Sensible cold dinners are the fashion in Bourke, I think, with the hose going, and free-and-easy costumes.

The free males take their blankets and sleep in the “park;” the women sleep with doors and windows open, and the married men on mattresses on the verandas across the open doors—in case of accidents.

Christmas in Sydney, though Christmas holidays are not so popular as Easter, or even Anniversary Day, in the Queen city of the South. Buses, electric, cable and the old steam trams crowded with holiday-makers with baskets. Harbour boats loaded down to the water’s edge with harbour picnic-parties. “A trip round the harbour and to the head of Middle Harbour one shilling return!” Strings of tourist trains running over the Blue Mountains and the Great Zigzag, and up the coast to Gosford and Brisbane Water, and down the south coast to beautiful Illawarra, until after New Year. Hundreds of young fellows going out with tents to fish in lonely bays or shoot in the mountains, and rough it properly like bushmen—not with deck chairs, crockery, a piano and servants. For you can camp in the grand and rugged solitude of the bush within a stone’s throw of the city, so to speak.
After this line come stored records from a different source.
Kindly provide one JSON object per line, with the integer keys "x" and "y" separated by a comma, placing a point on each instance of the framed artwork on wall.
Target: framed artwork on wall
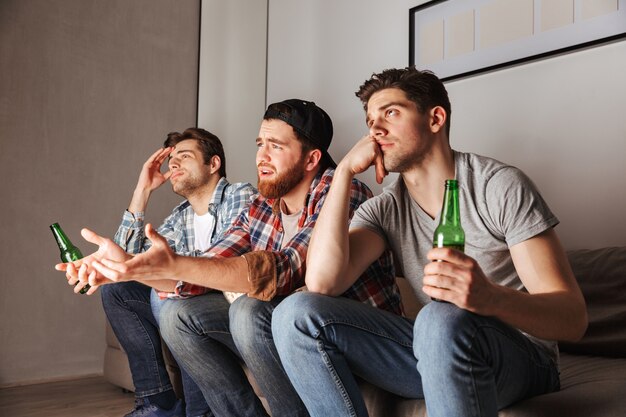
{"x": 459, "y": 38}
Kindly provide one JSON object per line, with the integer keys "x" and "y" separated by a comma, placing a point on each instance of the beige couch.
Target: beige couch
{"x": 593, "y": 371}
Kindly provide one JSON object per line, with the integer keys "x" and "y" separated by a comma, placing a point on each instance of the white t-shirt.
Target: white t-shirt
{"x": 203, "y": 226}
{"x": 290, "y": 226}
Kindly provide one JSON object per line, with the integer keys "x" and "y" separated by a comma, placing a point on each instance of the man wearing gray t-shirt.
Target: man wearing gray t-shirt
{"x": 505, "y": 301}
Jolly camps and holiday parties all round the beautiful bays of the harbour, and up and down the coast, and all close to home. Camps in the moonlight on sandy beaches under great dark bluffs and headlands, where yellow, shelving, sandstone cliffs run, broken only by sandy-beached bays, and where the silver-white breakers leap and roar.

And Manly Beach on a holiday! Thousands of people in fresh summer dress, hundreds of bare-legged, happy children running where the “blue sea over the white sand rolls,” racing in and out with the rollers, playing with the glorious Pacific. Manly—“Our Village”—Manly Beach, where we used to take our girls, with the most beautiful harbour in the world on one side, and the width of the grandest ocean on the other. Ferny gullies and “fairy dells” to north and south, and every shady nook its merry party or happy couple.

Manly Beach—I remember five years ago (oh, how the time goes by!)—and two names that were written together in the sand when the tide was coming in.

And the boat home in the moonlight, past the Heads, where we felt the roll of the ocean, and the moonlit harbour—and the harbour lights of Sydney—the grandest of them all.